State foresters may acquire for loan to fire service cooperators (including State conservation camps and inmate crews) only items that are designed for or can be modified for direct use in fire suppression activities. Under certain conditions, materials and equipment to fabricate and maintain these items may be included.* The items to be loaned will normally be limited to the following:

  • Trucks
  • Tactical Communications Systems
  • Tanks
  • Trailers
  • Fire Tools
  • Fire Protective Clothing
  • Hoses
  • Tires
  • Winches
  • Vehicle Parts
  • Sirens
  • Light Bars
  • Nozzles
  • Breathing Apparatus
  • Pumps
  • Forcible Entry Tools
  • Air Compressors
  • Extraction Equipment
  • Generators

*Fabrication materials and equipment may be loaned to a fire service cooperator with an established maintenance facility, or to those that can otherwise demonstrate effective use of such shop equipment, based on fire program requirements.
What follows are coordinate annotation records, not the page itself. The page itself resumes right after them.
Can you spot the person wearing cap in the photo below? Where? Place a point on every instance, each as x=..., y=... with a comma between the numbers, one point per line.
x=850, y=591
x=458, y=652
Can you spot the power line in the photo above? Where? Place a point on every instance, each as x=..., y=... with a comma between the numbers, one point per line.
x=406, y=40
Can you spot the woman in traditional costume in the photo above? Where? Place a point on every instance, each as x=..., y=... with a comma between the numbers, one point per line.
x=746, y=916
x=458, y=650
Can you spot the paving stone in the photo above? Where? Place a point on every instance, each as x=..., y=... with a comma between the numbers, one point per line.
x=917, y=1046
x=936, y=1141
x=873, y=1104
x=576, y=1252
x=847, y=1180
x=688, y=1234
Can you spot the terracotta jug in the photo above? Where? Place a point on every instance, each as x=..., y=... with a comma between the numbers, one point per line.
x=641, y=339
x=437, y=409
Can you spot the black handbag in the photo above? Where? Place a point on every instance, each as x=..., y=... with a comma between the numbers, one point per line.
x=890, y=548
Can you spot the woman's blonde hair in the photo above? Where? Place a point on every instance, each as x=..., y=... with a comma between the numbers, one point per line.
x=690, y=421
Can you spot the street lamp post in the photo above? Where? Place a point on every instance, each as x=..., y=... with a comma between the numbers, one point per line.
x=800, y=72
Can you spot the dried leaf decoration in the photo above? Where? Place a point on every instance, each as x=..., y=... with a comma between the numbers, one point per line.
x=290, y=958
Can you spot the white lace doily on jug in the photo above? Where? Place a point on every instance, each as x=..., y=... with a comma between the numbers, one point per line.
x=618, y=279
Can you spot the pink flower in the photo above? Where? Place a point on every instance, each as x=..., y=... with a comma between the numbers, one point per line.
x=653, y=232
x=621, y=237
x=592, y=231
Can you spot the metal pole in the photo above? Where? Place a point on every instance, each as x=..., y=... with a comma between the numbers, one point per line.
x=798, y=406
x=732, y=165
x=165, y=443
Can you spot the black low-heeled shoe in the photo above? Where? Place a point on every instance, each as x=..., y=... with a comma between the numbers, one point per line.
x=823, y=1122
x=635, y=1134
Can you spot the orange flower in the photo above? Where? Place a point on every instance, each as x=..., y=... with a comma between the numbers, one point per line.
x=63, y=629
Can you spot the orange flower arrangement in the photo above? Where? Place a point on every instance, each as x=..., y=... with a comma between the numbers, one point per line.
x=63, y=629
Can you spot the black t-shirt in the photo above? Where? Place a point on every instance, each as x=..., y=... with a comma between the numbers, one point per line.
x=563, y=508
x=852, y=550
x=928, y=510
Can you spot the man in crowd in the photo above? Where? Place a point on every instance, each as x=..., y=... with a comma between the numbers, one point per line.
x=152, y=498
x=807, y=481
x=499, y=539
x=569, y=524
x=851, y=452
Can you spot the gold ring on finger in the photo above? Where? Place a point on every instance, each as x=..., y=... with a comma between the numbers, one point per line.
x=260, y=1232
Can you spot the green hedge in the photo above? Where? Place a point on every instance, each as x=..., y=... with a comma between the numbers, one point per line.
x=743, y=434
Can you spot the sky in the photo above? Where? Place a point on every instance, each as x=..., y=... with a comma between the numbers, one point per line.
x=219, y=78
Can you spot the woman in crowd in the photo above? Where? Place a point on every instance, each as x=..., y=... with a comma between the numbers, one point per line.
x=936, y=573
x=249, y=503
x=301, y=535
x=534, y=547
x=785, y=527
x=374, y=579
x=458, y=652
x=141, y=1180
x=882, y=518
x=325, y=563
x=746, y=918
Materials to fabricate and maintain such equipment include items such as sheet metal, steel, and other fabricating materials. Equipment used in fabrication includes metal brakes, benders, saws, welders, and similar high-cost items.

Items that should not be acquired for loan to cooperators include furniture, building materials, office supplies and equipment, and hand tools.

Each cooperator must have an agreement in place with the State forester addressing the terms and conditions of the loan of FEPP before it is assigned to a cooperator.

When items not on the above lists are needed by our fire cooperators, they should be obtained through the SASP or some other source.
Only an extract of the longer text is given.